Women in media: who gets the byline?
Recent research commissioned by the Women’s Leadership Institute Australia looked at the representation of women across 15 of our major news outlets. The report sparked quite the conversation on social media with many views put forward both supporting the report and challenging the findings.
The report found that 48% of the news outlets achieved gender parity in their representation of male and female journalists. At face value it appears that the industry is heading in the right direction, but delving deeper into the report shows us that the reality of gender equality in the media is far more complicated than we may think.
“Women write about royals and men write about political leaders”
Yes, women make up almost 50% of journalists overall, but when the researchers looked at what women were actually writing about the results weren’t quite so respectable. Interestingly, these results are mirrored in Australia’s leading database of media contacts, Medianet, which also records 50% female representation. Women were found to being writing stories on celebrities and royals, while men were covering politics, finance and sport. Stories about politics, business and crime were deemed to be the most important, making up the largest share of voice in our news outlets. The study found that women’s voices were largely missing from these topics, with almost two thirds of these stories written by men.
“…while women were trusted to report the information they were not trusted to interpret it”
When the researchers looked further into who was writing what the situation became even bleaker. Opinion pieces penned on these topics were primarily written by men, with women barely getting a look in. Whilst female journalists wrote 39% of news stories on government and politics they authored just 16% of opinion pieces on the same topics. Similarly, 40% of business and finance stories were penned by women, but they were credited with the bylines for just 10% of opinion pieces on these issues. Two of our major national publications, the AFR and The Australian, were the worst performers when it came to women in bylines on opinion pieces.
“If photographs of Meghan Markle and female crime victims were omitted from the data set, the representation of female subjects would have been even lower”
Just when you thought things couldn’t get worse, they do. When the researchers examined the gender of photo subjects women continued to be missing in action. The results showed that males were the subjects of 64% of photographs across the dataset, with the 36% that featured women primarily consisting of female celebrities or crime victims. Interestingly, even in the case of science-focused stories that had 59% of female photo subjects, the report still notes that a substantial proportion of these photographs were of “bikini-clad young women accompanying weather-related stories”.

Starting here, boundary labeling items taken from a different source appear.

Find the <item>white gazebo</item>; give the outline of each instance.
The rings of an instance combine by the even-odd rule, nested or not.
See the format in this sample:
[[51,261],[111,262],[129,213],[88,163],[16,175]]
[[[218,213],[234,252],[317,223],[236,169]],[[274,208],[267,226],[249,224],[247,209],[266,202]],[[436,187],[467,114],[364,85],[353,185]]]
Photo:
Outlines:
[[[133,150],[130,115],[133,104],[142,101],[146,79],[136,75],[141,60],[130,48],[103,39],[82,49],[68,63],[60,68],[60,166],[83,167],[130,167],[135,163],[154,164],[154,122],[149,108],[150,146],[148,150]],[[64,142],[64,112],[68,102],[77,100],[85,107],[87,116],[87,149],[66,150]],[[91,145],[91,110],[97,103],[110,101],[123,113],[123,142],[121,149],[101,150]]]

It’s not all bad news, but it isn’t great either. While female journalists are clearly strong in number overall, they’re not being afforded the same voice as their male counterparts in our media landscape. The media is not the only industry with this gender imbalance, but it does have a crucial role to play in correcting this imbalance given its visibility and role in society. As the report says: “you can’t be what you can’t see”.
Not everyone has been happy with the results found in this report and have argued that the dataset is flawed. Sure, this research was based on a snapshot in time, and the researchers were upfront about this. But the results are based on targeted and rigorous analysis. Rather than arguing the detail, let’s hope all news publishers take the findings seriously and take action to rectify the imbalance.